Busty Ashbaugh

Personal information
- Born: September 12, 1889 Youngstown, Ohio, U.S.
- Died: November 20, 1953 (aged 64) Youngstown, Ohio, U.S.

Career information
- High school: Rayen School
- College: Brown

Career history

Playing
- 1915–1917: Youngstown Patricians

Coaching
- 1914–1938: South High School

Awards and highlights
- Ohio League champion (1915); 2× Third-team All-American (1911, 1912);

Other information
- Allegiance: United States
- Branch: U.S. Army
- Service years: 1918–1919
- Conflicts: World War I

= Busty Ashbaugh =

American football player and coach (1889–1953)

Russell G. "Busty" Ashbaugh Sr. (September 12, 1889 - November 20, 1953) was a celebrated American football player at Brown University who went on to coach competitive teams at South High School, in Youngstown, Ohio. He played an important role in the formation of several future coaches, including collegiate legends such as Dike Beede and Wes Fesler.

== Playing career ==
Ashbaugh was born in the industrial hub of Youngstown, to W. N. and Clara Butler Ashbaugh. His father served as a clerk for the city's Board of Education for 40 years. Ashbaugh gained early recognition as a football standout at Youngstown's Rayen School.
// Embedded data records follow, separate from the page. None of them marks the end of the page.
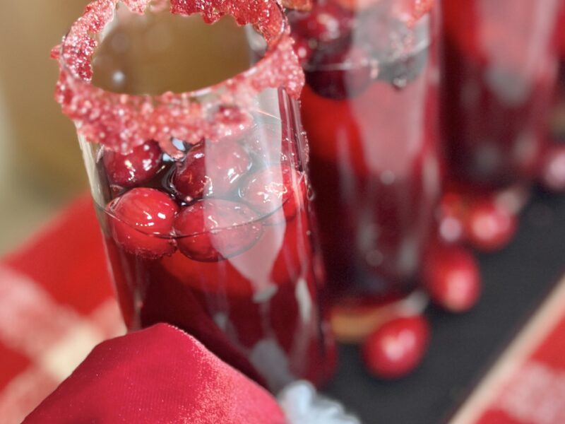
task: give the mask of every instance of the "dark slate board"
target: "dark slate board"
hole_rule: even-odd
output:
[[[364,424],[445,423],[565,272],[565,196],[537,192],[513,243],[480,255],[484,292],[477,307],[451,315],[433,307],[430,349],[409,377],[382,382],[364,370],[354,346],[340,346],[324,391]]]

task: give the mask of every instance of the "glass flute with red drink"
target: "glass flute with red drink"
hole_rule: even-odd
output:
[[[562,5],[559,0],[442,4],[451,186],[443,201],[448,223],[443,232],[453,241],[496,250],[511,239],[548,148]]]
[[[406,312],[403,300],[436,249],[439,7],[319,0],[288,15],[306,74],[302,114],[332,324],[343,340],[360,341]],[[472,258],[465,264],[476,287]],[[408,314],[422,310],[408,305]]]
[[[178,326],[272,390],[320,383],[335,352],[316,291],[303,75],[286,18],[275,1],[173,0],[172,13],[149,4],[94,1],[54,50],[56,98],[77,126],[126,324]],[[197,13],[253,25],[264,57],[209,88],[138,93]]]

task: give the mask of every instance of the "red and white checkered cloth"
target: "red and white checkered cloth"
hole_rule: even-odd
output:
[[[0,261],[0,422],[20,423],[95,345],[124,332],[85,196]]]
Upon graduation from Rayen, he went on to Brown University, where he won second-team recognition on Walter Camp's All-America squad as team captain. Ashbaugh played for Brown between 1909 and 1914. After graduating from Brown, Ashbaugh returned to his hometown and played professionally for the Youngstown Patricians.

== Coaching career ==
In 1914, Ashbaugh replaced Perle Denman as coach of South High School, and as his obituary notes, "the team started to make gridiron history". During Ashbaugh's tenure, South High teams scored 135 wins while suffering only 36 defeats. His coaching career as interrupted only briefly by World War I, when he served as a gunner in a machine gun unit. He returned to his coaching position in 1919. While dividing his time between coaching and teaching, he also studied law at Youngstown's YMCA night school, and was admitted to the bar in 1922.
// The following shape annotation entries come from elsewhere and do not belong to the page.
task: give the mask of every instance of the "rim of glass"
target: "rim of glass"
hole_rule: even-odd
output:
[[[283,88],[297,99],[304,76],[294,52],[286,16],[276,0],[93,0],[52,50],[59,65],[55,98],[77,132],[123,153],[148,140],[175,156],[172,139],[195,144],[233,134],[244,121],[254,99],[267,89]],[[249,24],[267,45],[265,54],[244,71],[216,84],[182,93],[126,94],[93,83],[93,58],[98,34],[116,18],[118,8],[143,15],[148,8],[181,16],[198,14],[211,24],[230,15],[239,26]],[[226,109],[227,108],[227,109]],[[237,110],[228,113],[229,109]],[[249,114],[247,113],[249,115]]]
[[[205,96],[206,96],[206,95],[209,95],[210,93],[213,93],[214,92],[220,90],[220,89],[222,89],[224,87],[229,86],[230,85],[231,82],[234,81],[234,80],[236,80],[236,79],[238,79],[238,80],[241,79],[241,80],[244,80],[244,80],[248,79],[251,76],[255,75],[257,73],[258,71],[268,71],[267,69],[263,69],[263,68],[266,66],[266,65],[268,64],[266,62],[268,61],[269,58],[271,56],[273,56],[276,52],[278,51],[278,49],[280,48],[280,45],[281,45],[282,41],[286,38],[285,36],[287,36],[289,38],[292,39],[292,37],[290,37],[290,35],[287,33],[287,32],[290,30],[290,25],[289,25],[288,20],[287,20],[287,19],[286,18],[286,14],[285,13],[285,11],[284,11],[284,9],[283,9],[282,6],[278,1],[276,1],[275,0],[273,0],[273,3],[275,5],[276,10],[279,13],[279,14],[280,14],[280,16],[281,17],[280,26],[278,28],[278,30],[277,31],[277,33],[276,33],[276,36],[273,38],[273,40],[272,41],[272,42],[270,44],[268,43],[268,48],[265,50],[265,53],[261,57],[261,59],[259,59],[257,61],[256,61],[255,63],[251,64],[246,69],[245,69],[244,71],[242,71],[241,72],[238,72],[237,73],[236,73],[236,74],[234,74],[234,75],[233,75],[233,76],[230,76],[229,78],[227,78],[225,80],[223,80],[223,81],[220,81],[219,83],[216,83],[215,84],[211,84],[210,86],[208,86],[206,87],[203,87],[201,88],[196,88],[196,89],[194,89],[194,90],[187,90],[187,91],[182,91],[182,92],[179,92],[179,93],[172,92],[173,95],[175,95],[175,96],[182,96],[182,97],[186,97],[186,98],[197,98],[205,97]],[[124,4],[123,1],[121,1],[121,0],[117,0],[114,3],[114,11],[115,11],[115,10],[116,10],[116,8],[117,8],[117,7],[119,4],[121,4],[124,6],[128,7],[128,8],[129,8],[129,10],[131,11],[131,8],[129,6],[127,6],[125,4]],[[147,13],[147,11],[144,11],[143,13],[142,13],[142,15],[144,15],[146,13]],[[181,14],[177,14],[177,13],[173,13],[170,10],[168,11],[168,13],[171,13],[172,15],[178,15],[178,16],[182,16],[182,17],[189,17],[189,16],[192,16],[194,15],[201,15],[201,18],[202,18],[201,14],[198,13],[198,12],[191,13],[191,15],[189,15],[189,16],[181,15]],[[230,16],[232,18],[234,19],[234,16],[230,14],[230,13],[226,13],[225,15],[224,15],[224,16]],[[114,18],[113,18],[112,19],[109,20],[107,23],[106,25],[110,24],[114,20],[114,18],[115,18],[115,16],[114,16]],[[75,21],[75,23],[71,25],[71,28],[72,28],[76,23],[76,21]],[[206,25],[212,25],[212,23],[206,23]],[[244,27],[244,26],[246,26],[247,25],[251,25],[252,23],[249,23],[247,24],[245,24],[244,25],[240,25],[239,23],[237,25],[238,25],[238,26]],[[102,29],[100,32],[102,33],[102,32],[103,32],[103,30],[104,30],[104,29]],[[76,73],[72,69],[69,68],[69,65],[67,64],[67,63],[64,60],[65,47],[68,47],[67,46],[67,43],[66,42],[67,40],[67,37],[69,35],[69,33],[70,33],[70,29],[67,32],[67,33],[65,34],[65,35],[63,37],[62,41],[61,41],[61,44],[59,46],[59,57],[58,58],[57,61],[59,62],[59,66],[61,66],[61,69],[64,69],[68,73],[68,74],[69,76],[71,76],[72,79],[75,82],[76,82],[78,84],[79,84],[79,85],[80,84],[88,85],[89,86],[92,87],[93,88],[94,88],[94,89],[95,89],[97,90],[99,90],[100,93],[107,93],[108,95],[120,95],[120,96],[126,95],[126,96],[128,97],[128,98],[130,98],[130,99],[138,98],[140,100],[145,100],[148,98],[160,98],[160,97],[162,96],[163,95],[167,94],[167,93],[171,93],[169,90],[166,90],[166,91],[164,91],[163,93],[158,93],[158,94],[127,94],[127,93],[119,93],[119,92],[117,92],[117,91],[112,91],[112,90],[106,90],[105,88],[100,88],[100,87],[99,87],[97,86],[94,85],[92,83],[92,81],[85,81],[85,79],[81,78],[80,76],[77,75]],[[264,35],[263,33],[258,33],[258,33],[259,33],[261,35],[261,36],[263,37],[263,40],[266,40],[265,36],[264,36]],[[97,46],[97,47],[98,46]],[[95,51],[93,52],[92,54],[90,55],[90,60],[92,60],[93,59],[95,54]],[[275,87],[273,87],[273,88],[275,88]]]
Beyond his contributions as a mentor to All-American football players, Ashbaugh trained many coaches who went on to lead winning high school and collegiate teams. As his obituary notes: "The coaching game in the area is filled with his proteges such as "Dike" Beede, Youngstown College; Ches McPhee, Chaney (High School); Dick Barrett, East High athletics director and for 25 years a coach; Jack Cramb, North (High School); Cyril James, formerly of Ursuline (High School) and Sharon (High School); Howard Hartman, assistant at Colgate (University); Wes Fesler and others".

Ashbaugh retired from coaching in 1938, and was replaced by John McFee.

== Later life ==

Following his retirement from coaching, Ashbaugh retained his position as a math teacher at South High School and remained active as a booster of the Warriors football team. In the Youngstown area, his contributions to coaching were widely recognized, and on May 17, 1953, he was the guest of honor at a testimonial dinner held at Youngstown's Tippecanoe Country Club. His obituary notes: "More than 200 former South High footballers, members and coaches of opposing teams attended. Mr. Ashbaugh was presented with a television set".

On the afternoon of November 20, 1953, Ashbaugh suffered a massive heart attack, "as he was sitting in a chair preparing to follow the afternoon football games on radio and television".

His funeral services were held at the Shriver-Allison South Side Funeral Home. Besides his wife, the former Thelma Ross, whom he married on February 5, 1919, Ashbaugh left behind his son, Russell Jr., of Edwardburg, Michigan; a brother W.B., of Youngstown; and two grandchildren. A daughter, Mrs. Thelma Action, died in 1950. Ashbaugh's obituary described him as "a great athlete, 'Mr. Football' to the Youngstown district and, in his coaching days, one of the nation's outstanding scholastic football tutors".

== Legacy ==

As a coach, Ashbaugh mentored athletes who went on to both collegiate and professional careers, notably Bob Dove, Harvey Brown, and son Russell "Pete" Ashbaugh, who were football standouts at the University of Notre Dame. He also trained celebrated coaches such as Wes Fesler (Ohio State University, Wesleyan University, University of Pittsburgh, and University of Minnesota) and Dwight "Dike" Beede (Youngstown State University).